Actualizado el 21 de julio de 2026

Santi Catervio, Severina y Basso

Il cammino di fede

La vicenda umana e spirituale di San Catervio si colloca nel contesto del primo secolo, un tempo segnato da grandi cambiamenti e da una forte spinta verso la diffusione del cristianesimo. Nato a Roma, Flavio Giulio Catervio occupava una posizione di grande prestigio e responsabilità come prefetto del pretorio. Tuttavia, il suo cuore fu aperto all'incontro con il Vangelo grazie al ministero del sacerdote Probiano, che gli amministrò il sacramento del battesimo, segnando una svolta definitiva nella sua esistenza. In questo percorso di fede, egli fu affiancato da Severina e Basso, con i quali condivise il destino del martirio, suggellando con la propria vita la testimonianza resa al Signore.

Dopo la sua conversione, la tradizione riconosce a San Catervio un ruolo fondamentale come evangelizzatore di Tolentino, dove portò la luce della parola di Dio tra gli abitanti. La memoria storica si estende anche al Piemonte, dove la tradizione locale lo annovera tra i primi martiri di Tortona. È proprio in questa città che, nell'anno sessantotto, egli concluse il suo cammino terreno, offrendo la sua vita per la fede. Oggi, la presenza dei suoi resti mortali all'interno di un antico sarcofago marmoreo conservato a Tolentino costituisce un richiamo silenzioso ma potente alla memoria di un uomo che, pur avendo vissuto nelle alte sfere del potere romano, scelse di dedicare ogni sua energia alla missione di annunciare Cristo, lasciando un'eredità di pietà che ha superato i secoli.

Il culto e la memoria

Il culto dedicato a San Catervio si è radicato profondamente nel tessuto religioso di Tolentino, città di cui egli è venerato come santo patrono. La sua memoria è custodita con cura dalla comunità locale, che trova nel sarcofago marmoreo, custode delle sue spoglie, il punto di riferimento privilegiato per la preghiera e la riflessione. Nonostante la sua figura sia talvolta meno visibile nei grandi calendari liturgici, oscurata nel tempo dalla solenne devozione riservata a San Nicola da Tolentino, la venerazione per San Catervio mantiene intatta la sua importanza storica e spirituale.

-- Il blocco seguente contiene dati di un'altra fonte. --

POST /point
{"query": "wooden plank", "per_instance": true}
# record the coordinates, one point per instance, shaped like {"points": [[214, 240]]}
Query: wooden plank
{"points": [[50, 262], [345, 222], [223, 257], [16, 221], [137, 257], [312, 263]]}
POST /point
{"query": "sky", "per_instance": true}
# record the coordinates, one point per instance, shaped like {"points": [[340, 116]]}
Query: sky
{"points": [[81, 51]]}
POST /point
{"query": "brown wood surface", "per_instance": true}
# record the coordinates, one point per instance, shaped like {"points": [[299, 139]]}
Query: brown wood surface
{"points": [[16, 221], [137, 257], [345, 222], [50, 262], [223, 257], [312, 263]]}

Celebrare la sua memoria significa riconoscere l'opera di quanti, nei primi secoli, hanno edificato le fondamenta della Chiesa con la propria testimonianza. I fedeli che si accostano al suo ricordo riscoprono il valore della fedeltà al battesimo e la bellezza di una vita spesa al servizio del Vangelo. Il suo culto, pur mantenendosi in una dimensione locale e sobria, rappresenta un legame vitale con le radici cristiane, invitando ogni generazione a guardare con gratitudine a coloro che hanno aperto la strada della fede nelle nostre terre.

Preguntas frecuentes

Quando si festeggia San Catervio?

La sua ricorrenza si celebra il 17 ottobre.

Di cosa è patrono San Catervio?

San Catervio è patrono di Tolentino.